L’ispirazione di talune scene e la presenza di alcuni personaggi non traggono la loro origine dai racconti evangelici, ma dagli scritti Apocrifi (testi della tradizione della Chiesa primitiva non ritenuti necessari da inserire nel Canone biblico, ma non per questo erronei o falsi). Tutto il creato è partecipe dell’evento: dalle nature angeliche agli animali, ogni cosa è al suo posto per recitare il dramma dell’Universo. Ogni elemento che è dipinto sull’icona assume un significato, niente è superfluo. Gruppi più o meno numerosi di angeli che cantano, volti al cielo e alla terra: «Gloria a Dio nel più alto dei cieli e pace in terra agli uomini che egli ama». Qualche volta hanno le mani velate in segno di adorazione dinanzi all’Essere Supremo. Essi rappresentano la natura angelica accorsa ad assistere all’evento straordinario. Nelle icone, fuori dalla grotta, è rappresentata la Madre di Dio; solitamente è distesa, qualche volta è seduta, in certi casi è inginocchiata. Il profeta Davide che per lei è divenuto antenato di Dio ha predetto in un canto rivolto a Colui che ha operato meraviglie in lei: «la regina sta ritta alla tua destra, poiché è la madre del re, colei che gode della divina confidenza». La Vergine solitamente non volge lo sguardo al Bambino, ma verso l’infinito e prova a custodire e riflettere in cuor suo tutto ciò che di straordinario è avvenuto in lei. La Madre di Dio è posta in prossimità del cuore della montagna; raffigura la luce emanante dal roveto del Sinai. «In esso, infatti, scorgiamo la premessa del mistero della Vergine dal cui parto è sorta sul mondo la luce di Dio. Questa lasciò intatto il roveto da cui proveniva come il parto non ha inaridito il fiore della sua verginità» (Gregorio di Nissa, dall’Inno Akathistos). Tra la Vergine e l’ingresso della grotta compare il Bambino, avvolto in fasce, posto più che in una mangiatoia, in un sepolcro dalla forma tradizionalmente squadrata e le pareti murarie.

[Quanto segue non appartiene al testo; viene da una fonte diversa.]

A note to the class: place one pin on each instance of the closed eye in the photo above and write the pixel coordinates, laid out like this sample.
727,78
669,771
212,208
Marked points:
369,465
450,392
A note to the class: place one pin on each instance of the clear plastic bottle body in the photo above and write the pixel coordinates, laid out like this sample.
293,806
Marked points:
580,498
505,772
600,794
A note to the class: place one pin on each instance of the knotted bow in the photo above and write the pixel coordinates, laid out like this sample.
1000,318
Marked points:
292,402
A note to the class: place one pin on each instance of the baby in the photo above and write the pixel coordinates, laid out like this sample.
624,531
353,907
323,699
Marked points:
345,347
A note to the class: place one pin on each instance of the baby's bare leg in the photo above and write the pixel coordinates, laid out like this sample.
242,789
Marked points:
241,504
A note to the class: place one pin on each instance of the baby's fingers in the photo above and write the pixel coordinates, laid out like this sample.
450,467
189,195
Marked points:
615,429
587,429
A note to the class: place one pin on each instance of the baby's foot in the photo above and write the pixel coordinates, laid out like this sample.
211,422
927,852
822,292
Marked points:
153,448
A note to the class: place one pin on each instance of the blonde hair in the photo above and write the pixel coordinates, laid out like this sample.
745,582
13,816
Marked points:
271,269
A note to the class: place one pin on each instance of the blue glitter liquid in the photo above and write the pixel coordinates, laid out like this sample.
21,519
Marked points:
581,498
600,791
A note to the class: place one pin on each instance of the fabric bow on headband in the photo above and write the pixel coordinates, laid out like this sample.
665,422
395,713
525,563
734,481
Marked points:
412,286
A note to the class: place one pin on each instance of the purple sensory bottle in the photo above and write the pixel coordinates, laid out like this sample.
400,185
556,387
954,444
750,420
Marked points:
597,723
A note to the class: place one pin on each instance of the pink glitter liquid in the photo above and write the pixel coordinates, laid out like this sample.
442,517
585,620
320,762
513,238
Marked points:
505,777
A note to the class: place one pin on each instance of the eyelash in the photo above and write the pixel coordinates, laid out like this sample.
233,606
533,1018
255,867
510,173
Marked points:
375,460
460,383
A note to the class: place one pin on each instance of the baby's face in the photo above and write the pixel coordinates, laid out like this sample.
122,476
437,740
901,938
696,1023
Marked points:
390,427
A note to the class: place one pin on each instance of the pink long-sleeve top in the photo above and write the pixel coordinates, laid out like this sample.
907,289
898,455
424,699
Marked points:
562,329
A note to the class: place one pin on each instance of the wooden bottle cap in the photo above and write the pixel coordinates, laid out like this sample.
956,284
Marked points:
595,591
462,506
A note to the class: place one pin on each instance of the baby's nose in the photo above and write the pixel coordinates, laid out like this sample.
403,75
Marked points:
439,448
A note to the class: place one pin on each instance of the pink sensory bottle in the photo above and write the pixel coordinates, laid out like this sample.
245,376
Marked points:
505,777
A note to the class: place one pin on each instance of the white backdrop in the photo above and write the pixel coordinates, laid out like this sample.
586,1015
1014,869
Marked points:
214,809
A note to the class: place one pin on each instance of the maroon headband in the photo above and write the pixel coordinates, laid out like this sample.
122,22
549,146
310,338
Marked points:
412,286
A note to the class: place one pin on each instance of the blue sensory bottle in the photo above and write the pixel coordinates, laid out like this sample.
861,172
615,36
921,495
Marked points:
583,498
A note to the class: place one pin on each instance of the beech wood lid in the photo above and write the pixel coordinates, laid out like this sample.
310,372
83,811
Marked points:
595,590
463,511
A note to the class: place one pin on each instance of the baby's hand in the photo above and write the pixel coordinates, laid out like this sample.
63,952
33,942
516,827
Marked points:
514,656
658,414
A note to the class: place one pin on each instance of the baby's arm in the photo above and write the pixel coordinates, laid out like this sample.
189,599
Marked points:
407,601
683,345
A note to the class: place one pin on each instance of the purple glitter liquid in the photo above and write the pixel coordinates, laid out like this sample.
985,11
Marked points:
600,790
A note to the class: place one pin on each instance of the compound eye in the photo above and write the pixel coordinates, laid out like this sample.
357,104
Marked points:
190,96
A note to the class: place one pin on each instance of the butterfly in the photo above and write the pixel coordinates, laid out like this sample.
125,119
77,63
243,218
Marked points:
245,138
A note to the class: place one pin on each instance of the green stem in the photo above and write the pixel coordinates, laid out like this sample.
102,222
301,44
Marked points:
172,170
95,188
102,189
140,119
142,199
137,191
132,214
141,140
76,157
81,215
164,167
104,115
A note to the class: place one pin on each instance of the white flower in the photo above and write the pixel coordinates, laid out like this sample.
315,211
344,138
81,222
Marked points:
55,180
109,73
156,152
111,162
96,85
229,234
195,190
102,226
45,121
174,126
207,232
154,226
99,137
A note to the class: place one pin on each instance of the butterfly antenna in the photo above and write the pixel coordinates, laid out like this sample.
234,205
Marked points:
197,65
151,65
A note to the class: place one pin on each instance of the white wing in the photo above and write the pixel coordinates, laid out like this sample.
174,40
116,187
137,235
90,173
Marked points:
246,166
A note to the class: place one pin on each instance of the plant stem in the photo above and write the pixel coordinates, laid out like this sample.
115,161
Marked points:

Il Bambino è fasciato come un defunto. Il bendaggio a fasce incrociate o intrecciate richiama da vicino l’immagine di Lazzaro risorto, evoca cioè una figurazione mortuaria, che la mangiatoia-sarcofago contribuisce ad evidenziare. Le fasce sono per i pastori segno di riconoscimento del Bambino, come saranno il segno tangibile della resurrezione per le donne, Pietro e Giovanni davanti al sepolcro vuoto. Nella parte inferiore delle rappresentazioni, troviamo san Giuseppe e spesso dinanzi a lui un uomo rivestito di pelli, appoggiato ad un bastone (il tirso). Giuseppe impersona tutto il dramma umano: l’uomo davanti al mistero. La letteratura apocrifa ha attribuito a san Giuseppe un dubbio tutto umano e terreno, il dubbio dell’adulterio; e la figura pastorale che intrattiene visibilmente un dialogo con lui alimenta e conferma i pensieri del suo animo agitato, personificando la tentazione diabolica. Il pastore gli rivolge queste parole: «Come questo bastone non può produrre fronde, così un vecchio come te non può generare, e d’altra parte, una vergine non può partorire», suscitando così nel suo cuore una tempesta di pensieri contraddittori. Nell’antichità pagana, il tirso era un alto bastone, attributo tipico del dio Dionisio e dei suoi seguaci, satiri e baccanti, entità particolarmente rappresentative del paganesimo e del razionalismo sterile. Accanto al pastore o a san Giuseppe si scorge un arboscello che spunta da un tronco: «Un virgulto sorgerà dal tronco di Jesse, un germoglio dalle sue radici» (Isaia 11,1-2). Nella parte inferiore delle rappresentazioni vi sono due donne, Eva (la nostra prima madre) e Salome, che preparano il bagno del Bambino. Il gesto del bagno sta a sottolineare un’azione puramente umana e con essa la vera e non apparente umanità di Cristo. Ma nello stesso tempo è prefigura del battesimo: morte e discesa agli Inferi e Risurrezione a vita nuova. I pastori, i magi e gli animali non hanno bisogno di essere spiegati. Un’icona che raccoglie in sé tanti misteri e tanti insegnamenti; capace di porci davanti alla precarietà dell’evento e alla fragilità della fede richiesta per accoglierne la profondità. In un’era avvolta dal sospetto, dal dubbio nell’uomo e nel suo vicino, che questa grande Festa possa donarci la speranza necessaria per non fermare lo sguardo e il cuore al buio e all’apparente scoraggiamento, ma ci renda testimoni coraggiosi della luce che ci è donata e che ci pervaderà ogni giorno della nostra vita e per l’eternità.